« Dormir dans le lit des autres, c’est comme si l’on dormait par terre ». Proverbe africain.

Le judaïsme africain distingue le temps historique (temps chronologique qui s’attache aux événements) du temps anthropologique (temps culturel qui s’attache aux structures et dont le principe est la contemporanéité.

Les juifs africains, depuis des millénaires, se sont générés et élevés jour après jour sur ce continent en puisant presque uniquement dans leurs propres réserves.

Il n’y a peut être rien de plus décisif au judaïsme africain que le commencement.

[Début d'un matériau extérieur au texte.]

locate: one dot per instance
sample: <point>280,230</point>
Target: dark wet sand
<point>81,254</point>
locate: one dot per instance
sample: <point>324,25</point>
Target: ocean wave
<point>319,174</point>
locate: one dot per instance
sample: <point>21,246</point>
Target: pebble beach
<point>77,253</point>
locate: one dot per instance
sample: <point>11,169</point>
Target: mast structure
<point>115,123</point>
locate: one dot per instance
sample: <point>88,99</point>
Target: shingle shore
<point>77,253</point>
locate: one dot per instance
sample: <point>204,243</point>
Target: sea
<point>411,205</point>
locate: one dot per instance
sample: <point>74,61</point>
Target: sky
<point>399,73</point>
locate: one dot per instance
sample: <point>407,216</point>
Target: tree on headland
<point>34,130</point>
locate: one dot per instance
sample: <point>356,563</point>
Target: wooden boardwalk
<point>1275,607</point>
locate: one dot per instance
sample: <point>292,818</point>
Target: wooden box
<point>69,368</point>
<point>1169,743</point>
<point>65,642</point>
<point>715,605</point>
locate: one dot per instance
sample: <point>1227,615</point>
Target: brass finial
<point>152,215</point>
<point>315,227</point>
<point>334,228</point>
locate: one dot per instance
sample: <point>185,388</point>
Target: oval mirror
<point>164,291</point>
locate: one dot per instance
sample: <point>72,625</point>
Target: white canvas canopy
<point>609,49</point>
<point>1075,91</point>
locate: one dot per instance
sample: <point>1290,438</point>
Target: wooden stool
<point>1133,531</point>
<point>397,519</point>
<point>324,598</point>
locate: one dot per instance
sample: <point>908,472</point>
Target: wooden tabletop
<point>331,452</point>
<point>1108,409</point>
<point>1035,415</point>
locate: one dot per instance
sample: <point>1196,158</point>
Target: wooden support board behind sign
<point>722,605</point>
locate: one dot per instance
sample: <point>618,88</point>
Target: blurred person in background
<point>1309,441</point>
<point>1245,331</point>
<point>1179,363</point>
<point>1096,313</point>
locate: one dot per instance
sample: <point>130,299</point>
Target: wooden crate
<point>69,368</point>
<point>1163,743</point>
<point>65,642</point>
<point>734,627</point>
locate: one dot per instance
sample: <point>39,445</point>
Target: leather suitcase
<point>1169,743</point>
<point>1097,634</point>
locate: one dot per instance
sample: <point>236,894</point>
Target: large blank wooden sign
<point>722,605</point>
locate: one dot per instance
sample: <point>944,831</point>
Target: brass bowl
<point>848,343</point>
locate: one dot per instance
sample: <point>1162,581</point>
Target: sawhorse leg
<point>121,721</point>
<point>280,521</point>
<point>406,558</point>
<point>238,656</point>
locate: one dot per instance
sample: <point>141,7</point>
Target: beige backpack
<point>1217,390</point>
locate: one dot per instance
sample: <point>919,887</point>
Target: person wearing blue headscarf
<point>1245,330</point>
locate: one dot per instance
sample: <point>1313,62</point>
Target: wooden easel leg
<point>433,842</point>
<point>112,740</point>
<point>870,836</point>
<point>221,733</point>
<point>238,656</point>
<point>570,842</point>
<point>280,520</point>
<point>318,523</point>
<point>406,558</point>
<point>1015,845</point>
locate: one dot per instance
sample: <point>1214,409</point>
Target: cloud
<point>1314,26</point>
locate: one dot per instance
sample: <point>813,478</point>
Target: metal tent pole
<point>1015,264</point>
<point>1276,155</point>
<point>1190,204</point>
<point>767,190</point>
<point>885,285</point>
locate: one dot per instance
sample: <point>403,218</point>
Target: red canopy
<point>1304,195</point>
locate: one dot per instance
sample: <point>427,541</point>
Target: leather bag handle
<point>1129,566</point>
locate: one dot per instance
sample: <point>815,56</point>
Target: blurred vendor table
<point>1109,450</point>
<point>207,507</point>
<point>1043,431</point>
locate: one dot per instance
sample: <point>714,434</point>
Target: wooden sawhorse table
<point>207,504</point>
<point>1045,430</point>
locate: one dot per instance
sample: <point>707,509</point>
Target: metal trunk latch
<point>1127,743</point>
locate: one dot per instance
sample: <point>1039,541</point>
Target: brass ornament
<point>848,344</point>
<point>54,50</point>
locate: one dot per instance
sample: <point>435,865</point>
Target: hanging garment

C’est pourquoi l’ordre dans lequel les questions sont présentées, en dehors de l’ordre établi qui se veut exempt de toute signification préconçue, mérite quelques explications.

Etant admis qu’il y a bien un commencement possible, par quoi ou comment commencer ?

Il ne s’agit donc pas ici de poser solennellement « l’autre » comme un « déjà-là », mais plutôt de montrer comment ce judaïsme s’édifie à partir de son identité et son appartenance aux autres.

La situation effective des concepts de l’identité et de l’appartenance va au-delà du simple constat des désaccords et des dissentiments.

Le dessein de ne jamais traiter une question sans commencer par en faire l’historique se heurte ainsi, nécessairement, au problème de l’origine du commencement.

Ainsi, de toute éternité ou à un moment donné, il y avait le juif africain plutôt que rien.

Ce juif africain est au cœur de la question.

Bref, le judaïsme africain est une identité ouverte par le principe d’individuation et d’appartenance réelle par le principe de l’unité.